I attended the ALP conference at the weekend as a delegate from the State Parliamentary Labor Party. I supported the conference motion that rejected the Premier and the Treasurer's plan to privatise the retail and generation arms of the state's electricity system.
I did not speak at the conference but I have received many emails and phone calls from people wanting to know my position on this matter.
I do not support the current plan for the following reasons:
Economic
The sale involves the selling of an essential, valuable, profit making public assets at a rapidly reducing price. These assets have been built up over many years of public investment. I do not believe that it is reasonable to sell off public assets and steal the dividends from these assets from future generations. A future fund will not adequately compensate the public for the loss of the asset.
What has also become clear is that if the sale is pushed through the public will not get the amount of money that it should for these assets. In the ideological fire sale, the public in NSW will be ripped off.
No guarantees about base load
The plan does not guarantee that one additional watt of energy will be built by the private sector to add to our base load needs. There is nothing that is currently stopping the private sector from investing in base load power in NSW except their desire to remove the government from the market. The experience of other states is that even after privatisation those states still don't have any base load being built.
Environmental
The issue of climate change requires urgent and concerted action. The implementation of energy efficiency and active demand management will become far more difficult in a privatised market where there is no incentive to reduce consumption. This is not the time for government to take it's hand off the tiller when it comes to finding ways to reduce greenhouse gases in NSW and before the final carbon price has been determined.
Consumer
Electricity is an essential service. We need to protect the most vulnerable from increased prices and disconnection. I am not convinced that consumers best interests will be protected by private electricity companies no matter what the government claims it can regulate for.
Job Protection
The experience of privatisation is that costs are pushed down by the newly privatised entity. Workers are the first to feel the pressure with losses of conditions, redundancies and increased contracting out.
Political
This sale has no public mandate. 85% of voters do not support privatisation. An even higher percentage of Labor voters do not support the sale. The people who supported me to be a representative of the Labor Party in the state parliament are overwhelming opposed to the sale. I cannot defy their wishes.

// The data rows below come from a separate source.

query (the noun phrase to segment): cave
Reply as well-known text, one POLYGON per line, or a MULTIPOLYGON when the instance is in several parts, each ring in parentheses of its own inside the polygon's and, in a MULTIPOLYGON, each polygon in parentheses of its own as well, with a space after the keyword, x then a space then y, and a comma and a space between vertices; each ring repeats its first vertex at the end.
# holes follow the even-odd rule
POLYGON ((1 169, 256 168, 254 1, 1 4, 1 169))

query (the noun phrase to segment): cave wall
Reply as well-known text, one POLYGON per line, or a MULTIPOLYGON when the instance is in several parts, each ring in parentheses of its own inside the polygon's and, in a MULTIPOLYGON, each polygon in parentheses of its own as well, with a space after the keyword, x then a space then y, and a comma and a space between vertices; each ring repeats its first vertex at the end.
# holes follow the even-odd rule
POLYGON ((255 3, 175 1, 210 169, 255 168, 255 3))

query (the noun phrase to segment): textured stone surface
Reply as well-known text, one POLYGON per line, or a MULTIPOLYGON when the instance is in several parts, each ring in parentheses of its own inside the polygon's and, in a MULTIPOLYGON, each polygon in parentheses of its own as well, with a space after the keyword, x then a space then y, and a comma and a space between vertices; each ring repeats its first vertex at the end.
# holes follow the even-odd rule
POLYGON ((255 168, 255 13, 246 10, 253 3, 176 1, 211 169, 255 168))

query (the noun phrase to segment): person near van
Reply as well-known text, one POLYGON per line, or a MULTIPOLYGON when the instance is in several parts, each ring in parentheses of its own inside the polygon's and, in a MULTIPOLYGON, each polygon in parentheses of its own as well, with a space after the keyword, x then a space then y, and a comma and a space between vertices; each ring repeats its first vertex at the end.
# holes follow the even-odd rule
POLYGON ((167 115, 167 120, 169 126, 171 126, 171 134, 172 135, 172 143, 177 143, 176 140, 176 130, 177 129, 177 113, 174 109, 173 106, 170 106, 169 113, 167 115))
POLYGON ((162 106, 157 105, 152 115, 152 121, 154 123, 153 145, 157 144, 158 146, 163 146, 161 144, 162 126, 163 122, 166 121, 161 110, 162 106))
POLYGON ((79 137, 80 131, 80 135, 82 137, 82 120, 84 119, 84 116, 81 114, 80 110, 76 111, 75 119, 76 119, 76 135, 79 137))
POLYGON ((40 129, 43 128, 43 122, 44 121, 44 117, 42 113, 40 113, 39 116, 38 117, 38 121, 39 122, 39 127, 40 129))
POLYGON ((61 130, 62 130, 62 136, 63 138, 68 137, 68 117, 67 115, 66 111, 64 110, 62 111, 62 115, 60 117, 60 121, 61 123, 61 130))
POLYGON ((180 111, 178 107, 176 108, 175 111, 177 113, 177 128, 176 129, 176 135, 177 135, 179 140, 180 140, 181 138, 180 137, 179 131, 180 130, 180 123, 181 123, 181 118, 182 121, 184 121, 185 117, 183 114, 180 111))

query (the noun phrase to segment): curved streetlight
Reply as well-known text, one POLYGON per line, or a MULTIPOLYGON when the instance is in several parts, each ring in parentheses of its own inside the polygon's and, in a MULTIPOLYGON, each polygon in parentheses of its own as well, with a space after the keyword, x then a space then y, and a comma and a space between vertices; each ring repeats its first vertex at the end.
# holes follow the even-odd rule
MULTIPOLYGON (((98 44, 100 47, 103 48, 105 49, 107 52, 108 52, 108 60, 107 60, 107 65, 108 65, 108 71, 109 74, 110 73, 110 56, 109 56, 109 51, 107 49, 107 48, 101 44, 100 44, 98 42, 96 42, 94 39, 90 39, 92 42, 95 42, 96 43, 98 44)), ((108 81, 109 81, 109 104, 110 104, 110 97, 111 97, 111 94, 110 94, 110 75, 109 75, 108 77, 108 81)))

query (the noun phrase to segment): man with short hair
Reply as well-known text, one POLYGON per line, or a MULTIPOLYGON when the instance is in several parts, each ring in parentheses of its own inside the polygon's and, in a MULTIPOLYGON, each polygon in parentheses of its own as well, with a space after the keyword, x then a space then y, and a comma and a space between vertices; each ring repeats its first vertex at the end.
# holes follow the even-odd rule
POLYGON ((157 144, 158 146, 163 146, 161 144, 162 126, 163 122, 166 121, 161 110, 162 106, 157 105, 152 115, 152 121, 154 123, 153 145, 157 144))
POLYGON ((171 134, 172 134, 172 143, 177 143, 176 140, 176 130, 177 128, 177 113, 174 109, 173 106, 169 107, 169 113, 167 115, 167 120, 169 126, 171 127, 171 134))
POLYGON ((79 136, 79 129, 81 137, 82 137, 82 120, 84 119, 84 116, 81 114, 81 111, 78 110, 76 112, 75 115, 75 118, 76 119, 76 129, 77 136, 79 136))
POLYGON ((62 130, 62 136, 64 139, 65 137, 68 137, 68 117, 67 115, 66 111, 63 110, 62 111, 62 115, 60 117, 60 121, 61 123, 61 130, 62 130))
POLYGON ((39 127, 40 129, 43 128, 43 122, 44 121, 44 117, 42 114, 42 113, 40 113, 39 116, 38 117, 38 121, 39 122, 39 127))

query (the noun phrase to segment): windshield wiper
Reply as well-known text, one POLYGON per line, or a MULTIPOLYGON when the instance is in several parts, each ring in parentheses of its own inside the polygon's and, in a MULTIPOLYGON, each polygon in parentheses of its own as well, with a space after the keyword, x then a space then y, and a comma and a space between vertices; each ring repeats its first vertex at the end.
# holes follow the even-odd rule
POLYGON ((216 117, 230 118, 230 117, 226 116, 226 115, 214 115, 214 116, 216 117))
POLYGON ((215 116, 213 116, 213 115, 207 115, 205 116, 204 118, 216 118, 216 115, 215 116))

When I signed up to the Labor Party I signed a pledge to uphold the platform of the Party. I intend to honour that pledge.
privatisation
Thank you for being true to ALP principles. One thing that worries me is that the Unions are being seen as the trouble makers - yet they represent the workers. Workers have families and they are therefore representing the 'working famlies' the ALP is said to be supporting. I hope you can spread the word to other MPs.